Suzanne didn’t want to take her eyes off the road to check her navigation screen so she called to Mayes. “How far to the next turnoff?”
“I . . . I don’t know.”
“Well look, dammit!”
Mayes did so, still holding his bleeding chin. He looked to the navigation map on the console display. “In about a mile we come to a T intersection. Jesus Christ! We’ll have to stop! They’ll kill us! Even if we make the turn without them overtaking us, we’ll be on the 495. There’s nowhere to go!”
Suzanne Brewer put the pedal all the way to the floor, but she knew Mayes was right. She could not hold the motorcycles back in this traffic for that long.
She squinted rainwater from her eyes as she weaved between two semis, pushing her speed to ninety miles an hour now, but soon she had to brake again to avoid rear-ending a van.
Another crack of a pistol behind them. The nearest bike was less than twenty-five yards back and closing.
Suzanne knew Jordan Mayes was right.
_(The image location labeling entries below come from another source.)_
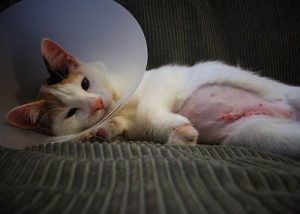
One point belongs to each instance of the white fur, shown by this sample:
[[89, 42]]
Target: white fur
[[150, 113], [163, 91]]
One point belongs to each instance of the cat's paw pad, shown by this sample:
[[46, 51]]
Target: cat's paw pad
[[183, 134]]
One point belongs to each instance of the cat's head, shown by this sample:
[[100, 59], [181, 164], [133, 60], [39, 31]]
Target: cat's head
[[76, 96]]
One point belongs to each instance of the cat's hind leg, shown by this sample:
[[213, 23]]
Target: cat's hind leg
[[281, 136]]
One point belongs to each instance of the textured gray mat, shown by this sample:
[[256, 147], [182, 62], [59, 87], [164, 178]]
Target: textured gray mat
[[146, 178]]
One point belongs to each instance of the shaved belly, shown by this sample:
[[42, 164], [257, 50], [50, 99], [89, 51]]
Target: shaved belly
[[212, 109]]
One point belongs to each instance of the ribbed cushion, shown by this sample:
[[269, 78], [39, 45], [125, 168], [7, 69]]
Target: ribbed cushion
[[140, 177]]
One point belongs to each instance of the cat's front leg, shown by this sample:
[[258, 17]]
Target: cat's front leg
[[109, 130], [183, 134], [171, 128]]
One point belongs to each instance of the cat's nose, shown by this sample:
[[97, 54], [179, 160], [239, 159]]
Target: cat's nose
[[96, 104]]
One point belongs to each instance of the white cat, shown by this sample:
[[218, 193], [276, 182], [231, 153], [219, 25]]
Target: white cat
[[210, 102]]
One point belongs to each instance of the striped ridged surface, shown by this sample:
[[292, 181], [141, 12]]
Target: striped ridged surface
[[141, 177], [150, 178]]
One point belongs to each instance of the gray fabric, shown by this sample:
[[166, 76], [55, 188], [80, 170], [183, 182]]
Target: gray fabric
[[142, 177], [135, 177]]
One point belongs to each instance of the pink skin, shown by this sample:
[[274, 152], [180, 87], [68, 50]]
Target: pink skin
[[212, 108]]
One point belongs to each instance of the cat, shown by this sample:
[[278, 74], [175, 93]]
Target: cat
[[209, 103]]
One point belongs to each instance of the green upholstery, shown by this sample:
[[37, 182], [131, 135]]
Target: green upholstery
[[143, 177]]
There was no way she could outrun the six assassins on her tail. It was only a matter of seconds before she was either hit by gunfire or miscalculated and crashed her vehicle.
The BMW shot under the Turkey Run Road overpass and began a half-mile-long curve to the left. On the right side was a long gradual drop-off that went down a hill covered in trees and shrubs.
Suzanne looked at the drop-off, then in the rearview again. A plan formulated in her mind quickly, and she knew what she needed to do now. “Get Denny on the phone!”
“What?”
“Tell him to call it off.”
“Are you insane? He won’t answer a call from me!”
“I’ll talk to him. Get my phone.”
He looked around the center console. “Where is it?”
Another crack of gunfire, and the back window shattered high by the roofline. Brewer and Mayes both tucked their heads low.
“In my purse in the backseat.”
Mayes reached back, grabbed her purse, and dug through it. “It’s not here!”
“Then it fell out back there! You have to find it! It’s our only chance!”
Mayes reached back and felt around, but he couldn’t locate it. “Forget it!”
“Hurry!” she screamed at him. Another pop from behind shattered her driver-side mirror. On her right an SUV slammed on its brakes as a two-door compact in the next lane veered in front of it, trying to get out of the way of the car chase overtaking it. “We have to do something! Get back there and find it!”
Mayes unfastened his seat belt so he could look for the phone. As he turned around to reach between the seats he said, “This is crazy! Calling Denny isn’t going to work!”
Suzanne Brewer looked to Mayes, saw him out of his seat and up on his left knee, his upper torso twisted and turned, leaning halfway into the back.
She gripped the steering wheel until her knuckles went white. “Not for you, it won’t.”
And with that Suzanne Brewer closed her eyes, jacked the wheel hard to the right, and sent her BMW across a lane of screeching traffic and off the road, crashing through a thicket of brush along the shoulder and then hurtling down the hill at nearly seventy miles an hour.